Lease agreements are binding contracts and when someone dies, assets and debts are held by the estate, and it is the duty of the executor to pay debts and disburse assets from the estate. When a renter dies and then becomes responsible for a broken lease, that seems to be predatory practice. Or is it just smart business? Smart business is not always good business.

House Bill 1108 prohibits rental agreement penalties and charges accrued by termination of a rental agreement due to death. Rent setting algorithms and “junk” fees already place tenants at a disadvantage. Any legislation that helps to place renters on parity with landlords is good business.
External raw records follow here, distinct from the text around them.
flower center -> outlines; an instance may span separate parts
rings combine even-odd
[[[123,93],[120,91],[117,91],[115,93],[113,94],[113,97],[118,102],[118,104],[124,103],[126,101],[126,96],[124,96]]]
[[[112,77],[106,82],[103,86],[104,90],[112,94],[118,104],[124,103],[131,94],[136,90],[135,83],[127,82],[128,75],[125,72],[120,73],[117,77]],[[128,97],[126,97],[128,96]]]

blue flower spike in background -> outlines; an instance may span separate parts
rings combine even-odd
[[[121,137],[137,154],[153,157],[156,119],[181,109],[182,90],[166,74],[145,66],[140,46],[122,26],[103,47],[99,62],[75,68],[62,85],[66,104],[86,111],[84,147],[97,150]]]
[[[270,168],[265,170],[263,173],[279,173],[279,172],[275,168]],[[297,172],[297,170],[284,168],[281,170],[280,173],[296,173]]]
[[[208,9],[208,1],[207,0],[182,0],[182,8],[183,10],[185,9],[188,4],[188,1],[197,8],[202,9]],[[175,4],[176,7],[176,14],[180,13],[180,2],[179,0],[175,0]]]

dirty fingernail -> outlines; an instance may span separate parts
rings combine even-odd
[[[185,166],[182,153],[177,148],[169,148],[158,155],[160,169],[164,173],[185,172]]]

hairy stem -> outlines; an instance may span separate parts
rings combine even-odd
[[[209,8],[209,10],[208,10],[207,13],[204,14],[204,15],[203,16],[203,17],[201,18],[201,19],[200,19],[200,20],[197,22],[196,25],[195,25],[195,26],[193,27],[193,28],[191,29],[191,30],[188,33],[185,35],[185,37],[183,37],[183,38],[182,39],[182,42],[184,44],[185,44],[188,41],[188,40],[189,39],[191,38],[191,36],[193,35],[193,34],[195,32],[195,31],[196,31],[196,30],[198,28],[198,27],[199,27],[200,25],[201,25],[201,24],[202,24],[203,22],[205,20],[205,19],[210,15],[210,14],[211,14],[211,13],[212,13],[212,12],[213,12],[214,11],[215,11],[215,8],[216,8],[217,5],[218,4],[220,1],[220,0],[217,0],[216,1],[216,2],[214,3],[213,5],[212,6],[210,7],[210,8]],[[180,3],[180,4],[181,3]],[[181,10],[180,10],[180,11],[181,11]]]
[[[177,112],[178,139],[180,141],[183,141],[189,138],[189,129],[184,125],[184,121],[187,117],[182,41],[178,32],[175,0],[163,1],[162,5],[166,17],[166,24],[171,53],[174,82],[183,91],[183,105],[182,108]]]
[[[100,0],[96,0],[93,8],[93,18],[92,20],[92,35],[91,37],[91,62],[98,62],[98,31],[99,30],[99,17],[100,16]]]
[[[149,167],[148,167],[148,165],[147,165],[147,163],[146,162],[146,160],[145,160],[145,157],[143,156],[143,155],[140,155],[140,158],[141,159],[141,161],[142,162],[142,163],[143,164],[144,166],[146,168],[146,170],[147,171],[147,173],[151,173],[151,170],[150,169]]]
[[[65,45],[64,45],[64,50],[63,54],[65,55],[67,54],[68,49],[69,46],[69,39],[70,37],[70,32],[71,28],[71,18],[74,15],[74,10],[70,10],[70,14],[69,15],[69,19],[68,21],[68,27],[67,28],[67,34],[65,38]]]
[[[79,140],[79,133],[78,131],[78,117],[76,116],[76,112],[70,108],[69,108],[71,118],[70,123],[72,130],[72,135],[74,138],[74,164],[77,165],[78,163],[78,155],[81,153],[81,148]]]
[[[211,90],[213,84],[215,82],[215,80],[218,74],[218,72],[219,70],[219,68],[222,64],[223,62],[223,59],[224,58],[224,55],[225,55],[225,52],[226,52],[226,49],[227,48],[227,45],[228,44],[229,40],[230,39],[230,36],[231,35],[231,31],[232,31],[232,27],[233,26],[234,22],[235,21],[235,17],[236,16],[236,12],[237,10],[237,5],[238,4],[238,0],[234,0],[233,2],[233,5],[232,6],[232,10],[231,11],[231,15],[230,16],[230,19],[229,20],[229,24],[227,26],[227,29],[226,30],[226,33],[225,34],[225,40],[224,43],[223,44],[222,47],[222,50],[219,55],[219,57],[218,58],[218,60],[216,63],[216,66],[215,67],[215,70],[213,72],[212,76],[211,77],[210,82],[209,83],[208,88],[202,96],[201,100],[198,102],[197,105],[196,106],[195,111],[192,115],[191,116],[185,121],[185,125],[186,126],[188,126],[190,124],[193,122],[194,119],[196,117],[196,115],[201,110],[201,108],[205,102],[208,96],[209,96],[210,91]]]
When Carlos Hernandez was presented with a $5,000 dollar penalty due to a broken lease when his mother died, he took his outrage to social media. That kind of pressure sometimes gets results. But why does one have to apply pressure for a company to do the right thing? Because no matter how vigorously the Supreme Court may affirm that corporations are people, they are not. To publicly shame a corporation is to attack their bottom line, and at that moment, an enterprise may choose to take up compassionate action and reduce or vacate fines.

Ambrose Bierce in the Devil’s Dictionary defines business as “an ingenious device for obtaining individual profit without individual responsibility.” Corporate property managers wield great power, and as Spiderman reminds us, “With great power comes great responsibility.”

Jim Vacca, jamespvacca1@gmail.com

I’m going to sound heartless here, but I’m actually a very emotional person. I cry at the silliest touching moments. However, such a state of mind is not conducive to good public policy development. We need to be fair and rational.

In the motivating anecdote, the bereaved wants relief from a signed lease. This isn’t fair to the company renting the apartment to the deceased. The stipulation was in the lease and should be honored. This is akin to Biden’s nonsensical, morally hazardous, vote-buying “tuition forgiveness” boondoggle. People need to honor their commitments and legal documents. The U.S. is such a great environment for people to live and work because of the rule of law. There should be no debate about paying the $5,000 for breaking the lease.

However, instituting a law that prevents such clauses is an entirely different matter, and, like most things in life, there are pluses and minuses. We first must understand why there is such a fee for breaking a lease. Having been a landlord in my past, I know it is difficult and expensive to find a good tenant. I typically paid a full month’s rent to find such a candidate. If the lease was broken after two months, I’d have lost a considerable amount of money. Most people, myself included, don’t like losing money.

If you run a business that loses money, you go out of business.

If we ban early termination fees, what do you think will happen to rents? They will go up. They must go up to cover the increase in risk. People sometimes don’t realize this very basic fact. We have so many dumb laws and regulations for exactly this reason: good intentions but very little perception of how market economies work.

It would be great if the entire voting public was well informed on such issues as rent, affordable housing, energy, climate change, drugs, addiction, homelessness, etc. but it’s impossible for all of us to be knowledgeable about every issue in society, which is why we have a representative government and not a pure democracy. Unfortunately, our representatives frequently don’t educate themselves before proposing populist solutions that sound good. Why? Because that helps them get reelected. Even though it might make things worse, they look good, and that’s all that matters.

The host of bills addressing “junk fees” needs to be analyzed individually with an honest assessment of the costs and benefits before enacting them.